Given $3n$ positive numbers $a_1, \ldots, a_n$, $b_1, \ldots, b_n$, and $x_1, \ldots, x_n$, we are given a function $$f(x) = \sum_{i = 1}^n \frac{a_i}{\sqrt{(x - x_i)^2 + b_i}}.$$ Can we find all the roots of $f'(x) = \sum_{i = 1}^n \frac{a_i (x - x_i)}{\sqrt{(x - x_i)^2 + b_i}^3}$ (all minima, maxima, and saddle points of $f$) in poly-time? Is the number of real roots $poly(n)$? What if the $a_i$ coefficients can be negative (assume the instance is generic)?
Notes:
For each $i$, the function $f_i(x) = \frac{a_i}{\sqrt{(x - x_i)^2 + b_i}}$ is single-peaked at $x_i$; the first derivative $f_i'(x) > 0$ for $x < x_i$, $f_i'(x) < 0$ for $x > x_i$, and $f_i'(x) = 0$ for $x = x_i$; the second derivative $f_i''(x) < 0$ if $2(x - x_i)^2 < b_i$, and so on.
We could get rid of the square-roots in $f'(x)$ one by one by bringing the term with $\sqrt{(x - x_i)^2 + b_i}$ on one side and squaring. But this gives us a (rational) polynomial of degree $2^{n-1} (1 + 3(n-1))$ at the end of the process.

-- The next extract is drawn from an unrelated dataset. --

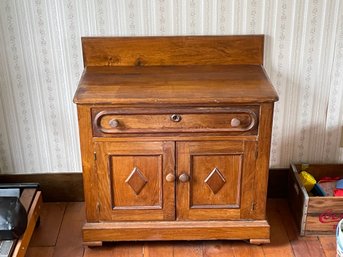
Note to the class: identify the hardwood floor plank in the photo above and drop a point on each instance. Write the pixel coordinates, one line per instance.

We can introduce additional variables $y_i$ and equations $y_i^2 = (x - x_i)^2 + b_i$. If we do Gröbner decompositions with lexicographic ordering, we can get a polynomial only in $x$ (and no $y_i$ variables). But this polynomial also seems to be of degree $2^{n-1} (1 + 3(n-1))$ for small examples and the algorithm is likely exponential time (or double-exponential time).